Dec
29
A few things for your reading pleasure:
- ‘Cincy Enquirer’ To Drop Classifieds 2 Days. The latest money-saving moves from a big American daily, also includes shrinking the size of the pages and combining sections.
- The Internet Is Bad For The Truth. This is an odd, not-too-believable argument: the internet is bad for the truth because it allows for too many voices, not the handful that use to drive “the very process by which we form opinion, or taste, or ultimately a sense of the truth.”
- Why journalists need to stop playing catch-up, start focusing on the next news model. A cogent argument from Daniel Victor for journalists to take hold of the task of driving the development of new models for news.
- Multimedia Projects You May Have Missed in 2008. I’ll be spending at least part of my day working my way through this list, from Regina McCombs at Poynter. Note to students: expect to see some of these when classes resumes next week.

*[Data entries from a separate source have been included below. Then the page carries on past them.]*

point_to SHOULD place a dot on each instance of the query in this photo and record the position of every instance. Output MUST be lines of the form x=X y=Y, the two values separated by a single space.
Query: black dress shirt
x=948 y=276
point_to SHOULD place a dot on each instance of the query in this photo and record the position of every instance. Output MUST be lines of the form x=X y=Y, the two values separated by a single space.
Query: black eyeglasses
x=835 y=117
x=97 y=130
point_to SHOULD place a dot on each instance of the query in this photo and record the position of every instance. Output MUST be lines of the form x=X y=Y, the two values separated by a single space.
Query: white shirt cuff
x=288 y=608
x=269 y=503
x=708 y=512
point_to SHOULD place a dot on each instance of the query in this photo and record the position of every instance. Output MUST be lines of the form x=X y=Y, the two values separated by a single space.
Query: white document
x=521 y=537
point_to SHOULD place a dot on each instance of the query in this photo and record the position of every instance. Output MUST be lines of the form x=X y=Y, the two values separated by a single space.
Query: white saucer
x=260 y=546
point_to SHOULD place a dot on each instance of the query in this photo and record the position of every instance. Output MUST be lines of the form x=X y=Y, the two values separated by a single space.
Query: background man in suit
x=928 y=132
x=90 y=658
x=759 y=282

- Neiman Reports – Special edition on the future of digital journalism. I’m not sure when I’ll have time to read all 39 articles in the Neiman Report, so Cindy Royal’s recap of some of the highlights is invaluable.
- Not Just Another Column About Blogging. Jack Shafer, at Slate. Includes this: “If newspapers, magazines, and broadcasters don’t produce spectacular news coverage no blogger can match, they have no right to survive.” Well worth the read.
- Looking back at the state newspaper multimedia in 2008. A very personal look back from Colin Mulvany, who continues to find hope amid the bad news afflicting newspapers.
- Pew: young people signal an online news future. I’m with Terry Heaton on his reading of the recent Pew survey on news sources. The truly significant bit isn’t that more people are getting their news from the internet than from printed newspapers (for the first time ever) but that as many 18-29 are getting their news from the ‘net as they are from TV. Related: Doug Fisher’s Inernet as news ‘source’?
- Media firms increasingly charged with copyright violations. Robert Picard wants media organizations to sit down and reach agreements on revenue distribution for online use of intellectual property. The alternative, he writes, is government stepping in with more regulation.